Analyzing the results of the competitions, we see clearly how the investment in technology on the cocoa farms has made a difference in the resulting quality of the chocolate. An example is Cacau do Céu, a chocolate brand that received Prêmio Bean to Bar Brasil bronze award twice. Its chocolate is made with cocoa beans from Tavares’ farm. Fazenda Camboa, also from Bahia, is another important reference. Mission Chocolate (two golds and one People’s Choice Awards) and Casa Lasevícius (one bronze award) are two brands whose bars were made with Fazenda Camboa’s beans, also used in bars by the U.S. brand Dick Taylor.
In cocoa-producing countries, verticalization of the chocolate manufacturing process is also to be expected.
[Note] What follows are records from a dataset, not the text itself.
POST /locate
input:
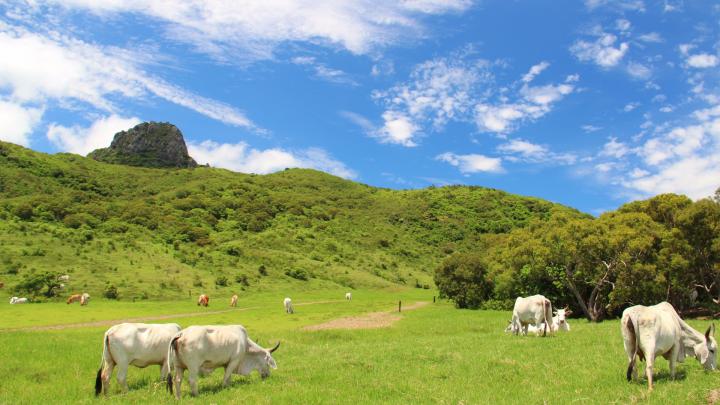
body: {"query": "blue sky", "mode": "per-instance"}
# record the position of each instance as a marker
(587, 103)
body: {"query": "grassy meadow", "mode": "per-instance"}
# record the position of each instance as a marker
(434, 354)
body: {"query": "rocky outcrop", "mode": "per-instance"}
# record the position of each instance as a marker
(150, 144)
Cocoa producers have already realized that they can further enhance their profits by making their own chocolate. It is not easy, it is double the work, but this is how the “tree to bar” brands are created, using the same concept as in bean to bar. Tree to bar brands, such as Amma, Baianí, Mendoá, Mestiço and Var, have already been awarded in international competitions.
Development also appears in the distribution process. Gradually, we have seen entrepreneurship initiatives in Brazil spreading the bean to bar concept to commerce. In the beginning, bean to bar and tree to bar chocolates were sold just at health food markets and small food stores. Then stores specialized in this type of chocolate started appearing. These are stores that do not commercialize industrialized chocolates and are committed to promoting the bean to bar movement.
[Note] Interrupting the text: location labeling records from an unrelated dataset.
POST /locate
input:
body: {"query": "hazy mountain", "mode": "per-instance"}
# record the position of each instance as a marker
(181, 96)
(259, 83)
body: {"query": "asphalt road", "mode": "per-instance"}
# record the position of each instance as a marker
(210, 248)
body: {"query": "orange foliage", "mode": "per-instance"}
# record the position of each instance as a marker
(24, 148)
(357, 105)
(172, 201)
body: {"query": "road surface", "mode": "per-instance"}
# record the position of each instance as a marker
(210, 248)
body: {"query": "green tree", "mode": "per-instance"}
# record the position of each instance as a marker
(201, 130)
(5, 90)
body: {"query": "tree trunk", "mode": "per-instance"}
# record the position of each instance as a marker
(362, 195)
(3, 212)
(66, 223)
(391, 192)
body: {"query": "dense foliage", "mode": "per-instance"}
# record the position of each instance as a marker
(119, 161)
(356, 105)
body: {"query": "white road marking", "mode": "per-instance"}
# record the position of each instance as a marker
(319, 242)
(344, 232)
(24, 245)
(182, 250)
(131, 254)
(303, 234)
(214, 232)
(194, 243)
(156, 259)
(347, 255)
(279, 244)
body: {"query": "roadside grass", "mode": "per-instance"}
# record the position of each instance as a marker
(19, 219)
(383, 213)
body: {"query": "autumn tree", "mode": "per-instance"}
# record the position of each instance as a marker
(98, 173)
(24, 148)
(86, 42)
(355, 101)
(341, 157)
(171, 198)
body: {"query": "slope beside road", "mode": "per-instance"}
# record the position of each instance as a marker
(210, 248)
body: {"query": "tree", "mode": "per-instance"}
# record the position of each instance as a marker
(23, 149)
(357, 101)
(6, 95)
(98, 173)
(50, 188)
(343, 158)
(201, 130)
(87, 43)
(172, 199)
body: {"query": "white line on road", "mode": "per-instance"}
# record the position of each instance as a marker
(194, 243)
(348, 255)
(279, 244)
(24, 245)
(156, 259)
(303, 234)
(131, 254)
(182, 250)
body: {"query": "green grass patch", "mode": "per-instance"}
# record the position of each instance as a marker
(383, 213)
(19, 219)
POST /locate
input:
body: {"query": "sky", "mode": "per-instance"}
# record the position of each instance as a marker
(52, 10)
In a more ambitious business model, from the point of view of impact, Dengo has emerged as a brand that produces bean to bar chocolates and distributes them in its own stores. So far, they have grown quickly – opening 18 exclusive stores in three years throughout Brazil. The stores are located in some of the most upscale malls in big cities of four states (São Paulo, Rio de Janeiro, Distrito Federal and Paraná). They are cozy and well-decorated, and employees are trained to educate consumers about this new type of product. Dengo chocolates are made with cocoa beans from small producers from Bahia and are enhanced with tropical fruits and Brazilian nuts, in the format of regular bars and giant bars sold by weight (considering less use of packaging), and also bonbons and “pepitas” – which are chocolate covered cocoa beans, an inovation that delights consumers. In addition to the increased visibility of this new type of chocolate to the market, Dengo promotes important environmental and social impacts. The prices paid to cocoa producers are up to 150% higher than those of bulk cocoa and are based on the quality of the beans, determined by physical-chemical and sensory analysis carried out by their partner CIC (Cocoa Innovation Center).
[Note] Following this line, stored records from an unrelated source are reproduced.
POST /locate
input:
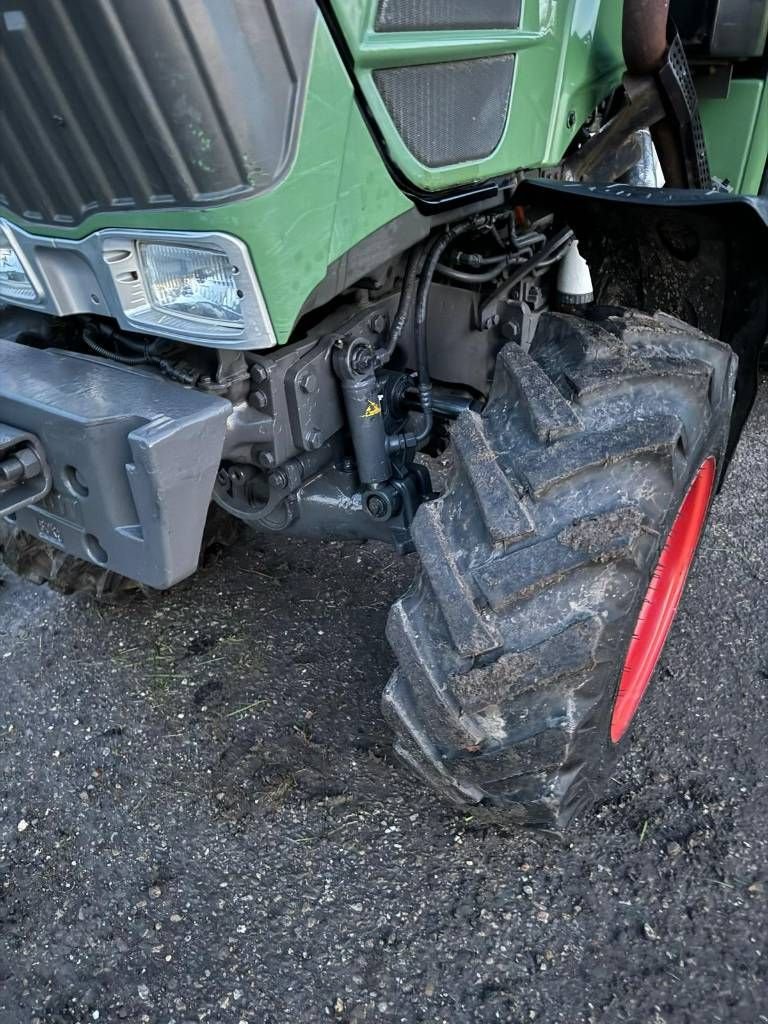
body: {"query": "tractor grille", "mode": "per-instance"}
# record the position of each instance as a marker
(403, 15)
(126, 104)
(449, 113)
Such incentives are taking Brazilian cocoa to the next level of excellence, which consequently leads to the creation of wonderful chocolates, with a diversity of sensory notes, without the need for flavorings. It's a whole new world of flavor experiences that opens up for us, chocolate lovers, with great potential for creating lasting social change. It is an immense pleasure to see this revolution happen.